In the submission for the goldenseal listing for the Convention on International Trade in Endangered Species of Wild Fauna and Flora (CITES), it was noted that the plant is designated as threatened in Canada, is endangered in six states in the United States (primarily at the edge of its natural range where it is inherently rare), and threatened in five. In none of the states in which it occurs naturally was it considered to be common, according to the report. However, it should be noted that goldenseal has only been abundant historically in four states–Ohio, Kentucky, West Virginia, and Indiana. By its very natural distribution it is therefore relatively non-abundant in twenty-three of the twenty-seven states in which it is known to occur. Declines in populations were observed in the late nineteenth century and such observations continued to accelerate, though no inventories were conducted to substantiate observations by a few individuals. This is the greatest problem with conservation of wild herb species–actually determining the exact status of the population in the wild. This includes a range-wide inventory of how many individuals or populations exist, the plant’s population biology, the dynamics of those populations, and even their reproductive biology. For goldenseal, this information did not exist except for a few obscure, dated scientific reports of limited scope. The research had simply not been conducted.

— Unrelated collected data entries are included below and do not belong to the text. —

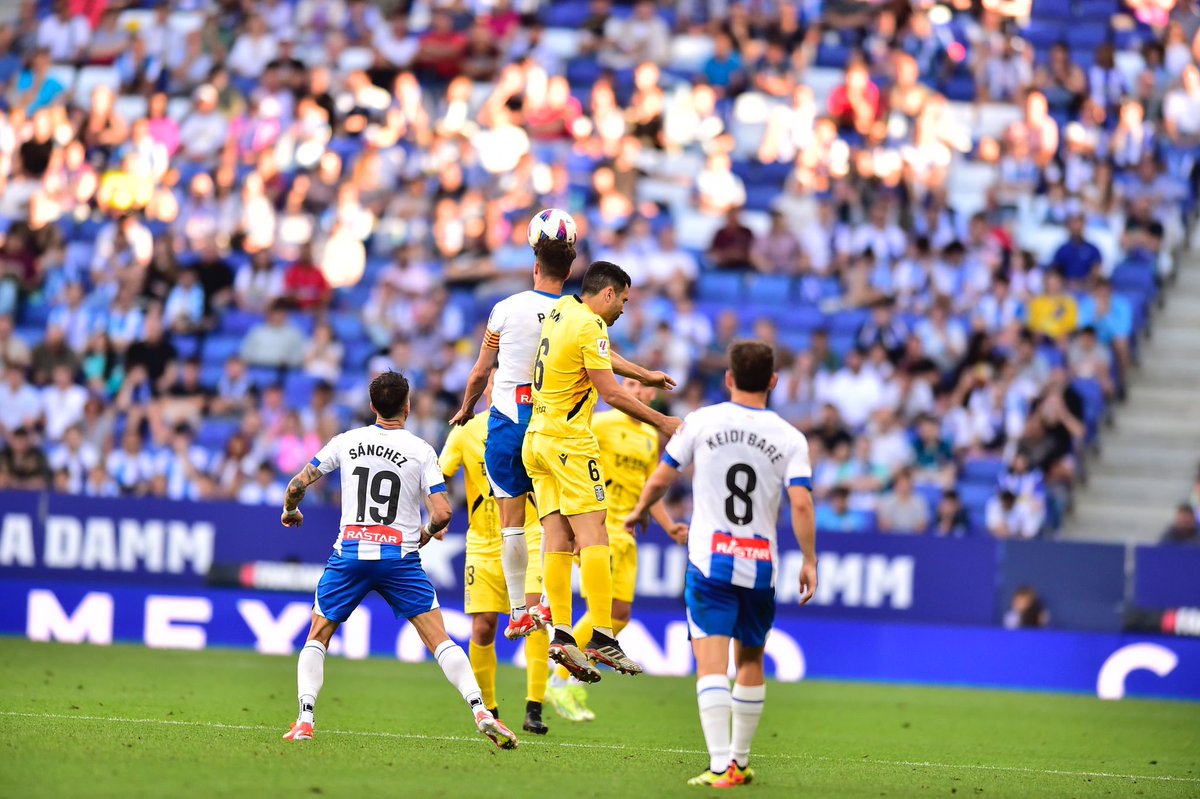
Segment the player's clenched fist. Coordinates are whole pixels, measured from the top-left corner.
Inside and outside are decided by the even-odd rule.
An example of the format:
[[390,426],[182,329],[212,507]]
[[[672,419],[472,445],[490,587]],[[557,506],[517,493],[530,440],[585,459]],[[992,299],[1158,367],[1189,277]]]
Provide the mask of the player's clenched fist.
[[661,432],[664,436],[670,438],[671,436],[675,435],[675,431],[678,430],[682,425],[683,420],[678,416],[666,416],[663,417],[662,424],[658,426],[658,429],[659,432]]
[[297,508],[293,511],[284,511],[279,514],[279,523],[284,527],[299,527],[304,524],[304,514]]
[[675,378],[666,372],[650,372],[641,383],[642,385],[650,386],[650,388],[661,388],[667,391],[675,388]]

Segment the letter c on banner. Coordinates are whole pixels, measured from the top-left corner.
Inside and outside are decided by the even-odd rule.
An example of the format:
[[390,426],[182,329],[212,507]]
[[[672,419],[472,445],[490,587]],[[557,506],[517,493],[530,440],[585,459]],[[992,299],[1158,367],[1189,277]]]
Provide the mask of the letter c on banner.
[[1175,670],[1179,656],[1158,644],[1129,644],[1108,656],[1096,678],[1096,696],[1101,699],[1123,699],[1125,678],[1130,672],[1146,669],[1159,677]]

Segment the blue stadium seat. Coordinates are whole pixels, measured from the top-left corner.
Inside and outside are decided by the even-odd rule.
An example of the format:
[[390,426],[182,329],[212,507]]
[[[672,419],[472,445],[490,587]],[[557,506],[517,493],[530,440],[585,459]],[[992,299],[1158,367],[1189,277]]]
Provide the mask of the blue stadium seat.
[[567,62],[567,81],[572,86],[591,86],[603,70],[592,58],[572,58]]
[[871,312],[865,308],[838,311],[828,317],[829,332],[833,335],[841,333],[857,336],[858,329],[870,318]]
[[829,334],[829,349],[839,358],[845,358],[846,353],[854,349],[854,334],[853,333],[830,333]]
[[850,63],[851,50],[843,44],[824,44],[817,47],[817,66],[845,69]]
[[984,485],[982,483],[966,483],[959,481],[958,497],[962,500],[963,507],[970,510],[983,510],[987,505],[987,501],[996,493],[996,485]]
[[938,503],[942,501],[942,489],[935,485],[915,486],[915,491],[929,506],[929,519],[932,521],[937,514]]
[[946,81],[943,94],[946,99],[953,100],[959,103],[971,103],[975,101],[975,78],[970,75],[955,74],[950,76]]
[[1072,10],[1077,20],[1108,22],[1118,11],[1117,0],[1075,0]]
[[542,24],[547,28],[578,28],[587,21],[588,4],[578,0],[546,3],[542,6]]
[[812,344],[812,336],[801,330],[781,331],[779,343],[792,352],[805,352]]
[[274,366],[251,366],[246,370],[246,376],[255,387],[261,389],[281,384],[284,372]]
[[792,284],[787,275],[750,275],[744,282],[746,300],[761,305],[791,305]]
[[964,482],[995,486],[1002,474],[1004,461],[999,458],[968,458],[958,476]]
[[1104,389],[1096,380],[1085,380],[1078,377],[1071,381],[1071,388],[1075,389],[1083,400],[1083,423],[1087,428],[1086,441],[1089,444],[1094,443],[1100,436],[1100,423],[1104,421],[1106,407]]
[[811,334],[825,327],[825,314],[813,305],[796,305],[789,308],[779,325],[781,330],[794,330]]
[[379,347],[370,340],[348,343],[346,344],[346,354],[342,358],[342,365],[351,370],[364,369],[367,361],[371,360],[378,352]]
[[320,378],[291,371],[283,380],[283,401],[289,408],[304,408],[312,399],[313,390],[320,383]]
[[362,316],[353,311],[339,311],[329,315],[329,326],[333,328],[333,337],[343,343],[362,341],[367,337],[363,327]]
[[1072,50],[1095,50],[1108,41],[1108,23],[1075,22],[1066,26],[1067,45]]
[[740,302],[742,276],[736,272],[702,272],[698,297],[709,302]]
[[221,332],[231,336],[244,336],[262,320],[262,314],[228,310],[221,316]]
[[209,336],[204,342],[204,361],[224,363],[242,351],[241,336]]
[[229,438],[238,431],[240,424],[235,419],[205,419],[196,432],[196,443],[206,449],[220,452],[225,449]]
[[1051,45],[1063,41],[1064,37],[1059,23],[1034,20],[1021,30],[1021,38],[1038,52],[1045,52]]
[[1031,19],[1065,22],[1071,18],[1070,0],[1033,0],[1029,16]]
[[175,351],[179,357],[185,361],[200,355],[200,337],[199,336],[174,336],[171,343],[175,345]]

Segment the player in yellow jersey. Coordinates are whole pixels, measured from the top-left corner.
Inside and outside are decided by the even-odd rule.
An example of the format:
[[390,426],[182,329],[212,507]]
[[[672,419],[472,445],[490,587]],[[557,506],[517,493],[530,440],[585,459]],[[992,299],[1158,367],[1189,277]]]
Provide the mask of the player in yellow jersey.
[[[656,427],[665,436],[680,420],[663,416],[627,394],[613,376],[608,326],[629,300],[629,275],[596,261],[583,276],[580,294],[555,303],[542,324],[533,367],[533,413],[521,450],[533,481],[545,531],[545,591],[554,620],[550,658],[584,682],[596,682],[593,662],[624,674],[642,667],[617,643],[612,622],[612,573],[605,530],[607,495],[600,446],[591,430],[597,397]],[[622,372],[646,384],[669,384],[661,373],[621,361]],[[587,595],[592,638],[585,649],[571,631],[571,563],[579,552],[580,583]]]
[[[654,389],[636,380],[626,378],[622,387],[639,402],[649,405],[654,401]],[[625,529],[623,521],[637,505],[642,488],[658,465],[658,431],[621,411],[611,410],[592,418],[592,432],[600,445],[600,468],[608,494],[605,526],[612,553],[612,622],[613,634],[619,636],[629,623],[637,587],[637,541]],[[687,540],[687,525],[672,520],[661,502],[654,504],[650,515],[669,536]],[[591,615],[584,613],[575,623],[575,640],[586,641],[591,634]],[[587,707],[587,690],[578,680],[568,680],[568,676],[567,670],[559,666],[546,691],[546,701],[568,721],[591,721],[595,714]]]
[[[485,392],[490,400],[491,380]],[[439,458],[446,481],[463,470],[467,493],[467,562],[464,574],[464,610],[471,617],[471,669],[483,692],[483,702],[499,718],[496,702],[496,628],[501,613],[508,613],[509,597],[501,563],[500,513],[488,485],[484,464],[488,416],[475,416],[465,425],[450,431]],[[525,540],[534,552],[541,552],[542,527],[530,505],[526,513]],[[525,572],[525,593],[531,604],[541,601],[541,558],[530,558]],[[527,732],[545,735],[549,728],[542,721],[542,700],[550,665],[547,650],[550,635],[538,629],[525,639]]]

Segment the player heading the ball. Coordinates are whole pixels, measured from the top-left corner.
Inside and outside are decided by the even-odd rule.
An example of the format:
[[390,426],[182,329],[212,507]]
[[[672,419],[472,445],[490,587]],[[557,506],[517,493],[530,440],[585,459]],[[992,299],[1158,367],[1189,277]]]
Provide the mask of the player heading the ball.
[[[545,530],[543,572],[554,618],[550,658],[585,682],[600,679],[592,661],[626,674],[642,670],[621,651],[613,634],[604,474],[591,429],[596,399],[603,397],[667,436],[679,426],[678,419],[626,393],[613,376],[617,356],[609,350],[608,326],[625,310],[629,285],[624,269],[596,261],[583,276],[582,292],[560,299],[546,317],[533,367],[533,414],[522,452]],[[641,383],[671,385],[661,372],[622,363],[628,376]],[[571,632],[571,563],[576,549],[593,625],[585,651]]]
[[[280,522],[304,523],[300,501],[308,487],[342,470],[342,518],[333,554],[317,583],[312,627],[300,650],[296,686],[300,714],[284,740],[313,737],[313,712],[325,682],[325,653],[338,625],[374,591],[397,619],[408,619],[433,653],[446,679],[458,689],[480,733],[501,749],[517,737],[484,706],[471,663],[446,635],[437,593],[417,550],[440,538],[450,523],[446,483],[433,447],[404,429],[409,413],[408,381],[384,372],[371,381],[375,424],[334,436],[288,484]],[[421,503],[429,511],[421,525]]]

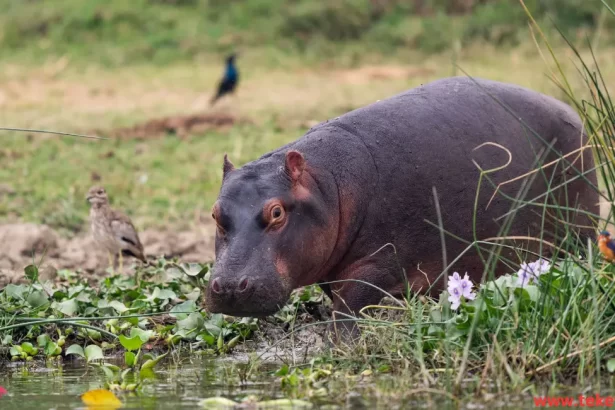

In response to the CITES listing of goldenseal, research on cultivation and wild populations of goldenseal has increased. One location in which the research occurs is Meigs County, Ohio, in the heart of goldenseal country. Research on wild populations at the United Plant Savers (UpS) sanctuary in Ohio has been ongoing for several years. At the neighboring National Center for Preservation of Medicinal Herbs (NCPMH), begun in 1998 by Frontier Natural Products Cooperative, goldenseal trials are entering their fifth year under the direction of Erica Renaud, research director at Frontier’s Organic Research Farm in Norway, Iowa.
According to Renaud, “Since 1998, twenty-eight on-farm research trials have been underway at the NCPMH. The on-farm research focuses on agronomic production models for the ‘critical to cultivate’ species to help develop effective models for bringing the plants under cultivation. Specifically, the research strategy is to evaluate the effects of fertility levels, shade levels, harvest dates, propagation techniques, mulches, and plant spacing on growth, yield, and medicinal quality of herbs such as goldenseal.
“Our first root weight harvest of the three-year-old goldenseal roots began in the fall of 2001. Goldenseal roots of the six different propagation methods and fertility levels will be evaluated for root weight yield and important chemical constituents such as hydrastine and berberine,” Renaud states.
I was in Meigs County, Ohio, in October 2001 and observed the harvest and weighing of hundreds of goldenseal roots in this phase of the research. Then-NCMPH manager Diane Don Carlos, her apprentices, volunteers from Rural Action, and Renaud worked tirelessly over a three-day period digging the roots, cleaning them, weighing them fresh, drying them, weighing them again, and meticulously recording the data. Next they took the roots to the lab for chemical testing. Much detailed work goes into producing information of use to growers. Initially, all of the roots planted in the dozens of experimental plots in the forest of Meigs County in the spring of 1998 were from wildcrafted sources. Since that time, NCMPH staff and volunteers have been monitoring the plantings and conducting experiments that will determine the effects of different mulching, shade, fertilizers, and disease observations on goldenseal and other woodland herbs currently in experiment plots at the center.
With a great deal of data collected, most of which has yet to be analyzed and published, look for the results to provide useful information for home herb gardeners and commercial growers alike.